I don't understand how Canadians aren't outraged by this useless, unnecessary and most expensive budget item being rammed through at the expense of so many valuable public programs and services.
ReplyDeleteSo far, audits have shown that Parks Canada programs, for example, pay for themselves. Others like the OAS are completely sustainable as is.
It' all about priorities, isn't it? It's not about costs -- or quality -- at all.
ReplyDelete"Apparently the Parliamentary Budget Officer simply doesn't realize this is an advanced business practice pioneered by industry leaders such as EnRon."
ReplyDeleteFew industry leaders and others get punished for these "advanced business practices", so the public keeps seeing them used.
If the CxOs can keep any documentation pointing to them from being created they can safely claim "I'm the CEO and I know nothing."
The auditors that signed off on the frauds are safe because the courts killed off secondary liability. The auditors aren't responsible to the investors or the public, but to the corporation itself, ie its management.
When you have a fraud and failure like Enron or Nortel, especially in Canada, nobody goes to prison.
@ BY. I'd guess one reason so few Canadians are outraged about this is that it comes across as just another squabble about money. Stripped of context about delay and, above all, performance deficiencies, they're left thinking its still a good, albeit costly, piece of kit.
ReplyDeleteI haven't heard the opposition criticize the F-35 as a "virtual flying piano" or a "supersonic albatross." I'm guessing they're too spineless to handle this controversy.
No one wants to open the discussion of what saddling our forces with the F-35 means in the context of Canada's foreign policy. That it virtually indentures our forces to serve in America's aerial Foreign Legion in future foreign air campaigns isn't so much as whispered by the opposition.
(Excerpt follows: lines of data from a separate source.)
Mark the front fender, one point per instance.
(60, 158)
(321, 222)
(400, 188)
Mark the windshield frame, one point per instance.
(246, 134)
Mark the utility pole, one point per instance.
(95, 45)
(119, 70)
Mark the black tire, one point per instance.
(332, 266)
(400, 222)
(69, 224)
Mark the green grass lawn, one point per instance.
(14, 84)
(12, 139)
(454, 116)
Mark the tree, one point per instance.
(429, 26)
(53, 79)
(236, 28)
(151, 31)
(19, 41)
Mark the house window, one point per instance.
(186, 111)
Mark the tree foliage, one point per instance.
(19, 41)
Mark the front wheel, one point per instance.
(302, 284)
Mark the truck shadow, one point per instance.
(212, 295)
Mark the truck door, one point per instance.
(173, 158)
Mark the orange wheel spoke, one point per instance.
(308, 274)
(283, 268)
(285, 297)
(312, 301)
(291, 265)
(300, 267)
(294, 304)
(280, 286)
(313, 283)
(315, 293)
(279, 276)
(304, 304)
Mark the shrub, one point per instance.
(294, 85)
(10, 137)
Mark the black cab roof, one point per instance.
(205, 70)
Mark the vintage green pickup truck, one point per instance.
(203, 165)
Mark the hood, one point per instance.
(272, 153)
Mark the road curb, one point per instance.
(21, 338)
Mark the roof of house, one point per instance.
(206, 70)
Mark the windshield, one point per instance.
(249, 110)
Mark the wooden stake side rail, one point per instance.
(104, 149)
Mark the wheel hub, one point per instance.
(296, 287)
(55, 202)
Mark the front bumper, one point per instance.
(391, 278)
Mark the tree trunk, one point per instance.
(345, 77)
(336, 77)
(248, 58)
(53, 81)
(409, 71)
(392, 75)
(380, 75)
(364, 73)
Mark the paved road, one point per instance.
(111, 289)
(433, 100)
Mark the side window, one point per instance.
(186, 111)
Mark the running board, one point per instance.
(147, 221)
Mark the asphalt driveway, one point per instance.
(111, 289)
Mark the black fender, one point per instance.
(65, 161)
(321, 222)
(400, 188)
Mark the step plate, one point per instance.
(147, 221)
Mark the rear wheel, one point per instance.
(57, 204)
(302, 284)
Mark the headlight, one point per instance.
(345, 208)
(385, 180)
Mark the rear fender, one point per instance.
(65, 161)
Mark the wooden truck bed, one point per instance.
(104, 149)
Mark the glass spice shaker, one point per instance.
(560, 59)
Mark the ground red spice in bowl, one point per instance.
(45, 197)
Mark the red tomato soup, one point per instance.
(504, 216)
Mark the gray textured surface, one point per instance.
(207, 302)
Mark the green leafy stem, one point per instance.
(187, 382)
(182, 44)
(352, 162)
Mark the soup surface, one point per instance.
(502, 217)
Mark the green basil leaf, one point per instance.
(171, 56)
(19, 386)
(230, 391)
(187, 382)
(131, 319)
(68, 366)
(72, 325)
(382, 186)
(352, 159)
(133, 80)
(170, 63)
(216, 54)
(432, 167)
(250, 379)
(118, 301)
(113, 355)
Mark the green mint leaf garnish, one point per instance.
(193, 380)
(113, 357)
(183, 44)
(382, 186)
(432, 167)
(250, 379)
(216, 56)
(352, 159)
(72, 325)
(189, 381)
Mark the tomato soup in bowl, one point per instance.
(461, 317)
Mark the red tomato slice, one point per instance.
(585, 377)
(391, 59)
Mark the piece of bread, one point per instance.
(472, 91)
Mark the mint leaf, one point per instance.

They're worse than useless - NDP, the Libs, the lot.
"They're worse than useless - NDP, the Libs, the lot"
ReplyDeleteI don't disagree, but what about the idiots who are keeping this overpriced 'flying piano' on the budget agenda - the Reform-Conservatives? They are the ones who deserve the most criticism and contempt.
Anon, it's the opposition's job - their fundamental responsibility - to raise these other, vital issues. They have to attack the government on the contractor's delays, ongoing cost escalation, performance deficiencies and, above all else, they myth of stealth invincibility.
ReplyDeleteAs for Harper, well, he's beneath contempt. I see no reason to waste breath on him on this one but, if you insist, "Harper's a real shit." There, I said it.